Seneca's program is one of two in the GTA. The other is taught at Humber College. Both train students to work largely in the pharmaceuticals industry and both are tough to get into. Urszula Kosecka, co-ordinator at Humber, calls admission to the program that starts in September "extremely competitive."
"Last year we had 150 applicants for 20 spots," she says. "As a result, the quality of the students who leave the program is very good."
At Seneca, the competition to get in is just as fierce. Co-ordinator Alison Symington says last year there were well over 300 applicants for a place in the program.
Like Humber, Seneca's full-time course takes 12 months to complete; unlike Humber it also offers part-time study over 18 to 24 months or so.
Seneca takes 20 full-time students every January and September; there's a 25-student limit on those who opt for the part-time program.
Anyone applying for admission to Humber will need a degree in one of the health sciences or an appropriate life science, Kosecka says. At Seneca, students can enter its program with either a science degree or a science diploma. However, Kosecka and Symington say many of their students have been educated beyond a first degree, and some of those trained abroad qualified as doctors and dentists before emigrating.
Student age in both schools ranges from the early twenties. Class makeup used to skew female, but is moving towards a 50-50 split as more men enter the field. Tuition fees vary and may change before school starts. Seneca's are listed at $3,435 a year. Kosecka says Humber charges about $4,500.
All full-time students in the regulatory affairs programs -- whether they chose Humber or Seneca -- will have to spend about two-thirds of their time slogging through the classroom and the laboratory.
Kosecka says there are 20 instruction hours in the Humber program and cautions "there's lots of homework."
Seneca College and Humber College are the only GTA schools to offer Regulatory Affairs and Quality Operations programs.
Seneca offers full-time and part-time study; Humber offers only a full-time program.
Admission competition is tough, but employment is all but certain upon graduation.
Full-time programs at Seneca and Humber take 12 months to complete.
Pharmaceutical companies and Health Canada hire the most graduates.
Starting salaries are in the $40,000 to $55,000 range.
Major agrees the regulatory affairs programs come with plenty of work. "The volume of work is fairly high, but it's not difficult academically," she says. "I liked the fact that the program was very practical, very hands-on.
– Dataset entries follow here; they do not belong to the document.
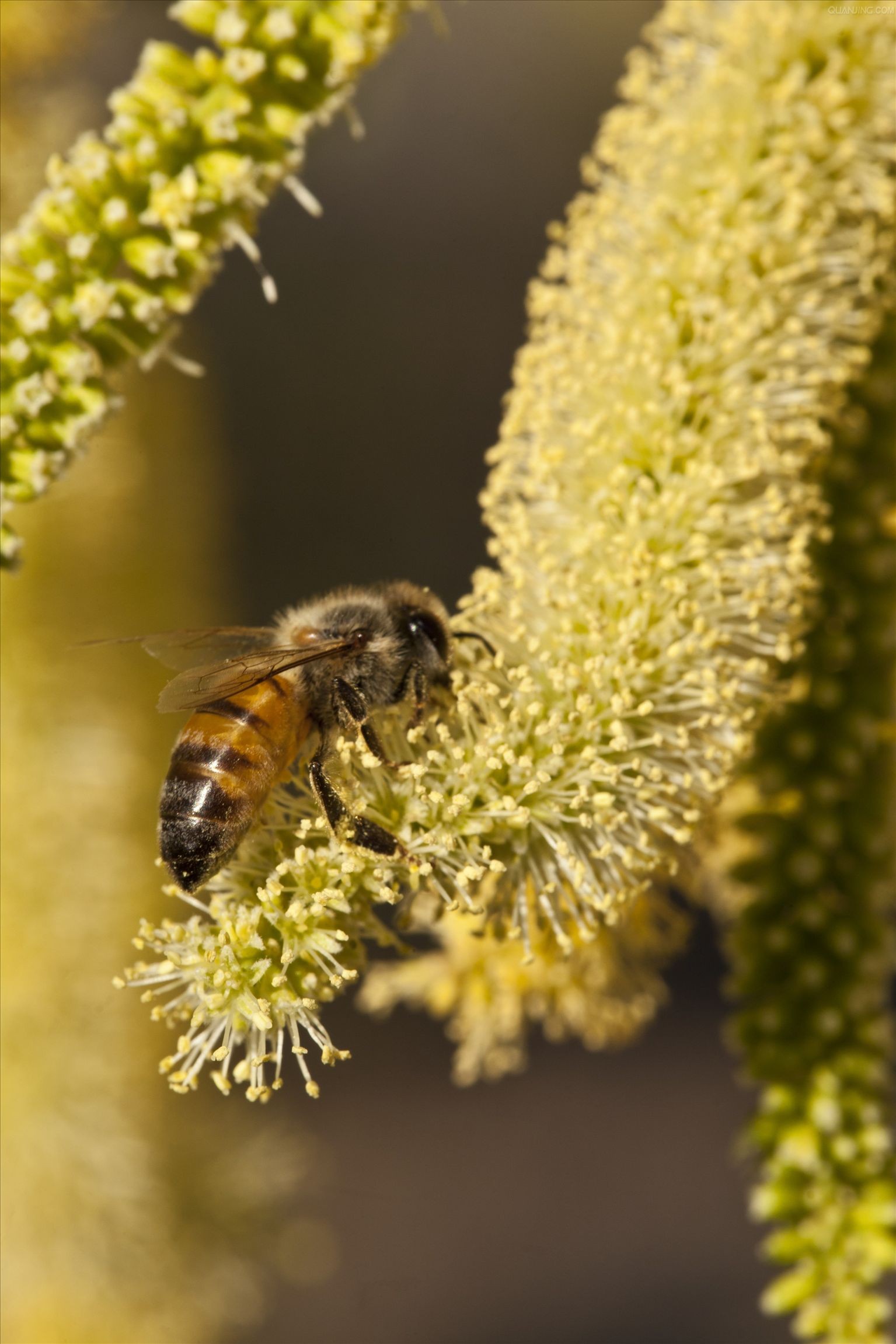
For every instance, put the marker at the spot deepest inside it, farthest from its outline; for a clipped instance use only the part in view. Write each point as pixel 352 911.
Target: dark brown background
pixel 595 1198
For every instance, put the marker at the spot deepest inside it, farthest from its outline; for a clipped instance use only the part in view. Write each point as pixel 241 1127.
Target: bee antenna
pixel 475 635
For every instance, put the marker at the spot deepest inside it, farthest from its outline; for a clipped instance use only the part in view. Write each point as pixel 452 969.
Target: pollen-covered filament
pixel 652 503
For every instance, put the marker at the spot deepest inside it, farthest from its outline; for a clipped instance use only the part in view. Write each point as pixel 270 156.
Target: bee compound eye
pixel 425 625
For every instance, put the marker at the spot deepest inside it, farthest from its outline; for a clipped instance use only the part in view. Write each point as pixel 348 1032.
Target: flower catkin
pixel 604 991
pixel 133 225
pixel 813 950
pixel 652 503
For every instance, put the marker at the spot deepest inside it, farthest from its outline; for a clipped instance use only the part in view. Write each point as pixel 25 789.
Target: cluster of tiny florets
pixel 654 492
pixel 133 225
pixel 814 941
pixel 491 990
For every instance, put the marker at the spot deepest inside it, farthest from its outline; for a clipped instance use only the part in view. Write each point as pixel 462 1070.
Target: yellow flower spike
pixel 653 500
pixel 133 226
pixel 605 990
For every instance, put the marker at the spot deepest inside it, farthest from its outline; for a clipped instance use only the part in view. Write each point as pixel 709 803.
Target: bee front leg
pixel 417 687
pixel 351 708
pixel 359 831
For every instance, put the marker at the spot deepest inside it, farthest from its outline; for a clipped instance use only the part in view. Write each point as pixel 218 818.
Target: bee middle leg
pixel 351 708
pixel 343 823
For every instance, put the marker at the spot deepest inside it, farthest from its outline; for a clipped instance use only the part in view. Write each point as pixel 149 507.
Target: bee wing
pixel 201 686
pixel 184 650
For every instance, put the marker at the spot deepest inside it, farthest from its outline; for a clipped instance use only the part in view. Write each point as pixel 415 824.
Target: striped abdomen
pixel 224 765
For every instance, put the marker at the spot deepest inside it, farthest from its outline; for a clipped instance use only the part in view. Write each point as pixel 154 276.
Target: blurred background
pixel 337 437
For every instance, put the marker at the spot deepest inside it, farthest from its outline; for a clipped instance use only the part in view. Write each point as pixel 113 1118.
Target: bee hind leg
pixel 366 835
pixel 351 708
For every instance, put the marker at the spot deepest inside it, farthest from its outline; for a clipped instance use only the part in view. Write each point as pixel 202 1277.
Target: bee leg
pixel 362 833
pixel 353 708
pixel 416 684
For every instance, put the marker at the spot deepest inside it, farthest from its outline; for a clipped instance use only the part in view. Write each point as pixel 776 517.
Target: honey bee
pixel 259 694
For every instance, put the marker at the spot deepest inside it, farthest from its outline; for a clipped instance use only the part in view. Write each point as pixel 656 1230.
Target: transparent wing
pixel 201 686
pixel 184 650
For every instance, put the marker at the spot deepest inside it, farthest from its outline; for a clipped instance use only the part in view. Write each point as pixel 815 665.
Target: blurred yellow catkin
pixel 120 1225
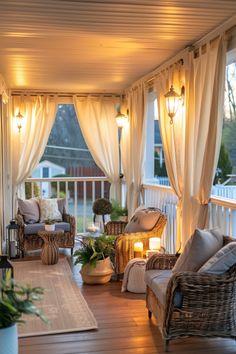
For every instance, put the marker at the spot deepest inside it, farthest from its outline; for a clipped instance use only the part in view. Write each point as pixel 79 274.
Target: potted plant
pixel 101 207
pixel 118 212
pixel 49 225
pixel 15 301
pixel 95 256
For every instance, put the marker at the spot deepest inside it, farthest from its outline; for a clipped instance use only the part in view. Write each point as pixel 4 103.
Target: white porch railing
pixel 223 215
pixel 164 198
pixel 222 212
pixel 79 192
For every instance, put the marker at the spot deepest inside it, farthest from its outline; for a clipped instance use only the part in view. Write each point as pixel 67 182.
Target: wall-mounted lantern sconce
pixel 19 121
pixel 172 102
pixel 121 119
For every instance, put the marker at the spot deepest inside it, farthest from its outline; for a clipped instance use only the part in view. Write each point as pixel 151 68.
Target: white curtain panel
pixel 204 119
pixel 27 146
pixel 133 145
pixel 173 135
pixel 96 116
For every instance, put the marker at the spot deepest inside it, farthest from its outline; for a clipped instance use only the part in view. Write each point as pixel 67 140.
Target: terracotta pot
pixel 101 274
pixel 49 227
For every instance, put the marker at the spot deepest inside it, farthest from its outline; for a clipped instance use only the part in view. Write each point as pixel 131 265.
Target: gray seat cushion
pixel 35 228
pixel 158 280
pixel 202 245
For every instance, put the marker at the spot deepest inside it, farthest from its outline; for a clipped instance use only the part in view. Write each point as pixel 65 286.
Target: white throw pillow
pixel 222 261
pixel 49 209
pixel 202 245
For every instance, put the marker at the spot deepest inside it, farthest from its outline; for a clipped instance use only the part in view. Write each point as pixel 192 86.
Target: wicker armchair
pixel 124 244
pixel 30 242
pixel 208 302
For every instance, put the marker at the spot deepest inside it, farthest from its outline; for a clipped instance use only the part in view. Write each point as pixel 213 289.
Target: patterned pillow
pixel 222 261
pixel 143 220
pixel 49 209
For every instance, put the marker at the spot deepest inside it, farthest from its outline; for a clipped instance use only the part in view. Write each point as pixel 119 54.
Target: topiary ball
pixel 102 206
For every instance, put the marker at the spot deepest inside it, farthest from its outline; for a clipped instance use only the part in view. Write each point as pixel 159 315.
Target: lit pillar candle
pixel 138 249
pixel 154 243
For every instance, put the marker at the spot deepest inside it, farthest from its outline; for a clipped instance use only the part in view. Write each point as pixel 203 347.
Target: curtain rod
pixel 223 28
pixel 61 94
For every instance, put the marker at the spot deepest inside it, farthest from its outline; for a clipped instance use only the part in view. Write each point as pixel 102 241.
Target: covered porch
pixel 111 59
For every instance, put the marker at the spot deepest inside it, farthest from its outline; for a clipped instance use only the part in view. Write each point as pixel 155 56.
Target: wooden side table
pixel 50 249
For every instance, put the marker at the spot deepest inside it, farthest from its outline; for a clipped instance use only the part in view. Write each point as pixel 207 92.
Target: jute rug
pixel 62 303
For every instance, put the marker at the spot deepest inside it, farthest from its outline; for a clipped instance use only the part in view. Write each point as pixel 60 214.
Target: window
pixel 155 170
pixel 67 155
pixel 225 178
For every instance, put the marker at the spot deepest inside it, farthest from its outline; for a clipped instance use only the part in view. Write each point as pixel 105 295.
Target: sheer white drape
pixel 173 135
pixel 191 145
pixel 27 146
pixel 133 145
pixel 96 116
pixel 205 104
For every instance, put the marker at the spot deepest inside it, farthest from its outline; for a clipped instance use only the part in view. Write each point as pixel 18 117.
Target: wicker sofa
pixel 194 304
pixel 124 244
pixel 29 240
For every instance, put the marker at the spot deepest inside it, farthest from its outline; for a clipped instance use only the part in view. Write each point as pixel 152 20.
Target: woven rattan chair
pixel 32 241
pixel 124 244
pixel 208 307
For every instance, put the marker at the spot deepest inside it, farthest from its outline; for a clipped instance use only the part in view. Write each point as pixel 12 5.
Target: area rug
pixel 63 304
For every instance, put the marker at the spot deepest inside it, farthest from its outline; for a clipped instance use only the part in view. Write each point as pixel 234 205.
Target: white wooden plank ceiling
pixel 95 45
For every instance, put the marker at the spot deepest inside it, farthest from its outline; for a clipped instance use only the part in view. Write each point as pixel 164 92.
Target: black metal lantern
pixel 6 268
pixel 12 240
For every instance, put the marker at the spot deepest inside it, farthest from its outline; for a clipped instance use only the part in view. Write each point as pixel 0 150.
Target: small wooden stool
pixel 50 249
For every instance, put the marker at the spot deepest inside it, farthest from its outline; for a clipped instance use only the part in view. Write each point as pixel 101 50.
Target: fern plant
pixel 95 249
pixel 17 300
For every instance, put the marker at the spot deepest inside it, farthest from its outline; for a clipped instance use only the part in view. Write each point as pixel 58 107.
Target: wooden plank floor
pixel 123 328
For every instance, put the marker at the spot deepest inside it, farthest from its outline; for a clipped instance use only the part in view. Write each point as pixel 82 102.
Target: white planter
pixel 50 227
pixel 9 340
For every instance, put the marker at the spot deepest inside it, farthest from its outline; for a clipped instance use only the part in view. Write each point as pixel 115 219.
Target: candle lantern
pixel 138 249
pixel 154 243
pixel 6 268
pixel 12 240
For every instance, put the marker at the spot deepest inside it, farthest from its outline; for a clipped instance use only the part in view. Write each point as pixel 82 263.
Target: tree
pixel 224 165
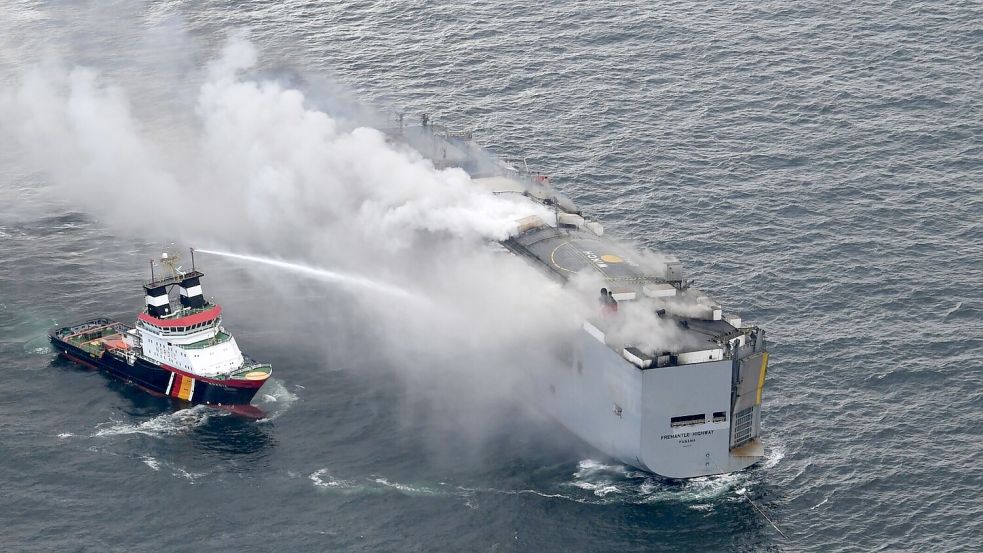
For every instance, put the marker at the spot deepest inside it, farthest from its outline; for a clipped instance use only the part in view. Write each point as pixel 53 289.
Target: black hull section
pixel 158 380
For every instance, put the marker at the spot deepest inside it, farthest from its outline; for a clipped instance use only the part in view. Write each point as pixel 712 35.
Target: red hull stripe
pixel 204 316
pixel 176 386
pixel 224 382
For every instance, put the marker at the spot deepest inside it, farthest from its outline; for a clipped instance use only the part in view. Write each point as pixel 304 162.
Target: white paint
pixel 703 356
pixel 191 292
pixel 157 301
pixel 659 290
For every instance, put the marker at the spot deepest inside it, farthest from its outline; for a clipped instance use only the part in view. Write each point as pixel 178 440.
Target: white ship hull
pixel 626 412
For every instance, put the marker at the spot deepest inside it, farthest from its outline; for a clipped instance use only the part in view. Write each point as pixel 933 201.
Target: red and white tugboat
pixel 179 350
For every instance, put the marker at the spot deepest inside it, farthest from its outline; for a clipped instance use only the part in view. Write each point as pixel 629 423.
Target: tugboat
pixel 178 350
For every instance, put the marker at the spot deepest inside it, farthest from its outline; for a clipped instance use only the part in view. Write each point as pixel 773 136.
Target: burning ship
pixel 176 349
pixel 680 408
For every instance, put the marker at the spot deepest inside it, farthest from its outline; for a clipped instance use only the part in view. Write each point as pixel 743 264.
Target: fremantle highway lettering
pixel 683 435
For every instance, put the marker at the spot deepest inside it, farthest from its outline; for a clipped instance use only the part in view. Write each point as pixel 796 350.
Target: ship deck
pixel 570 251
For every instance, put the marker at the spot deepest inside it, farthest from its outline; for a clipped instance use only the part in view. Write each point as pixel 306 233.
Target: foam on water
pixel 275 400
pixel 166 424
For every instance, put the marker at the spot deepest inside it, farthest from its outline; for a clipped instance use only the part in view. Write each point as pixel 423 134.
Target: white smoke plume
pixel 247 164
pixel 254 168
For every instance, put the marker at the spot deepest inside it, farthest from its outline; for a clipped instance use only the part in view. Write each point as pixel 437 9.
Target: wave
pixel 167 424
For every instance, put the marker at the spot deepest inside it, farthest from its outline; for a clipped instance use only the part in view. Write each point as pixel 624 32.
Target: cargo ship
pixel 670 383
pixel 178 349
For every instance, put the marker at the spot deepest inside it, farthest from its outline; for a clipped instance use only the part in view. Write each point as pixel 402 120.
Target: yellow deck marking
pixel 187 385
pixel 761 376
pixel 553 259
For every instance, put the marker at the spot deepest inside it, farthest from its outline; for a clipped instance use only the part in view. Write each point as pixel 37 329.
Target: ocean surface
pixel 818 167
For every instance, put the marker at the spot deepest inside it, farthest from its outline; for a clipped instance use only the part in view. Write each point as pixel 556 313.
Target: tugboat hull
pixel 163 380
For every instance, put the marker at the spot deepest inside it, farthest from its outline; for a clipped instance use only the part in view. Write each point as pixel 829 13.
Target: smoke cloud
pixel 248 165
pixel 252 167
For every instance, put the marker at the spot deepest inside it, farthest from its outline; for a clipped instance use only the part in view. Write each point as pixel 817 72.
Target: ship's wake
pixel 167 424
pixel 274 399
pixel 593 483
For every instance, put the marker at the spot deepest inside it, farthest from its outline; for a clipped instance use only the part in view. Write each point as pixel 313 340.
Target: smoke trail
pixel 316 272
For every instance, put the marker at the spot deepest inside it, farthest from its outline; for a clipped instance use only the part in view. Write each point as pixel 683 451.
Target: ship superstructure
pixel 177 348
pixel 678 394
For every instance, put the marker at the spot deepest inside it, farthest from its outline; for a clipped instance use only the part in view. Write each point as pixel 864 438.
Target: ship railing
pixel 219 338
pixel 173 279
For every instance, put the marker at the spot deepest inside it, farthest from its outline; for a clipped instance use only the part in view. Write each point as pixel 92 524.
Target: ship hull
pixel 165 381
pixel 626 412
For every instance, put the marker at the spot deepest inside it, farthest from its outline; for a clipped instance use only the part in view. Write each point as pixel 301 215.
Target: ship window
pixel 686 420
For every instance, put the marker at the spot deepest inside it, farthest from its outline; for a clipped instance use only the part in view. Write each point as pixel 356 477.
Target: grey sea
pixel 818 167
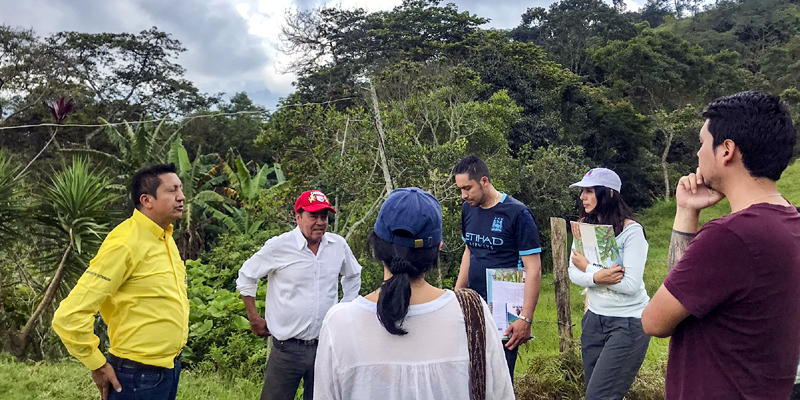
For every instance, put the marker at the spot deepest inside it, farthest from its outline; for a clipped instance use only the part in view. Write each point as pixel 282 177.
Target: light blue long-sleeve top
pixel 629 297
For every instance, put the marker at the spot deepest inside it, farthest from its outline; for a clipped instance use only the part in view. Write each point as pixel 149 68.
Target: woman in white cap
pixel 613 343
pixel 409 339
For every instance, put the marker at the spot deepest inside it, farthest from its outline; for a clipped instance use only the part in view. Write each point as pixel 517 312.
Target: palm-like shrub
pixel 73 210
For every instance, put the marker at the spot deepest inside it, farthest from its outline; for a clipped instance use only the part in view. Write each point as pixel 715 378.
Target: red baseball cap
pixel 313 201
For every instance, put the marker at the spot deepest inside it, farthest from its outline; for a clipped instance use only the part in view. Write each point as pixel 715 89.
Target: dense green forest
pixel 382 100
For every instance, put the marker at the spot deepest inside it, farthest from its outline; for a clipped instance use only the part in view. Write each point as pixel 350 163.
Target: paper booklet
pixel 597 243
pixel 505 292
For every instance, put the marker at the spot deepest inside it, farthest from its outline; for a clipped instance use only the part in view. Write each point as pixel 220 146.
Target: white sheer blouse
pixel 358 359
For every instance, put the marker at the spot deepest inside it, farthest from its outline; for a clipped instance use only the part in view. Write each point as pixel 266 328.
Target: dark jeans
pixel 144 382
pixel 613 350
pixel 289 362
pixel 511 359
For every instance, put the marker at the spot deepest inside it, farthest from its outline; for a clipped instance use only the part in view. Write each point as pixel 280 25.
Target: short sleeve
pixel 715 267
pixel 527 234
pixel 463 220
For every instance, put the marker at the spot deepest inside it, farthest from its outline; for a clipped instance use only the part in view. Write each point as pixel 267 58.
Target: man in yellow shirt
pixel 137 282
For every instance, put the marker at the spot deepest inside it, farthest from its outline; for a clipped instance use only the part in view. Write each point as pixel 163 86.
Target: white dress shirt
pixel 357 359
pixel 301 286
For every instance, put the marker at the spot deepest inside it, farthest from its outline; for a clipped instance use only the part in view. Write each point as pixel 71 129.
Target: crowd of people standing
pixel 729 302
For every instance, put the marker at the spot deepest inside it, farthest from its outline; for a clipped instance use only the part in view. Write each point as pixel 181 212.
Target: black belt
pixel 118 362
pixel 311 342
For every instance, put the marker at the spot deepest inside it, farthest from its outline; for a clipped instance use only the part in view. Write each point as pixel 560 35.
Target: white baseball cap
pixel 600 177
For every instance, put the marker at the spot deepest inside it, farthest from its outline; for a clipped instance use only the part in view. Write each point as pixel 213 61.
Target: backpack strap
pixel 475 322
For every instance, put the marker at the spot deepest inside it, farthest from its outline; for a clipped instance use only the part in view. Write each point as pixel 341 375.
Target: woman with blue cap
pixel 409 339
pixel 613 343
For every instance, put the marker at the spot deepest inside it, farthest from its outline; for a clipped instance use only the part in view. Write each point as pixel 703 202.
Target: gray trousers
pixel 613 350
pixel 288 363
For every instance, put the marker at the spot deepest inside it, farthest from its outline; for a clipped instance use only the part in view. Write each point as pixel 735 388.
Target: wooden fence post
pixel 558 237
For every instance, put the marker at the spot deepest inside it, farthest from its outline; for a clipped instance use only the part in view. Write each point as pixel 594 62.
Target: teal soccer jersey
pixel 497 237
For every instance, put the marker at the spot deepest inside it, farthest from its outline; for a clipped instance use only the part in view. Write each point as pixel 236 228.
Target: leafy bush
pixel 219 332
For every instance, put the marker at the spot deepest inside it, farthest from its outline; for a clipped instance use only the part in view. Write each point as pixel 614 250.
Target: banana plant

The co-op aspect of it was great."
That co-op aspect, as Major says, means students in both schools have to work as paid interns for three or four months, and it's from these internships most of them find employment.
Kosecka says almost all of the students from her program stay with the company they interned for -- Seneca grad Major was offered a job where she interned but opted for Cantox -- so graduates enjoy virtually 100% employment.
Either pharmaceutical companies or Health Canada snap up most graduates, and starting salaries reflect demand.
Graduates can expect to earn at least $40,000 a year upon graduation and as much as $55,000 a year depending on their experience.
The pharmaceuticals industry is growing and its rules are getting more complex, says Symington, "So there's an incredible demand for these people. All of those who want a job get one."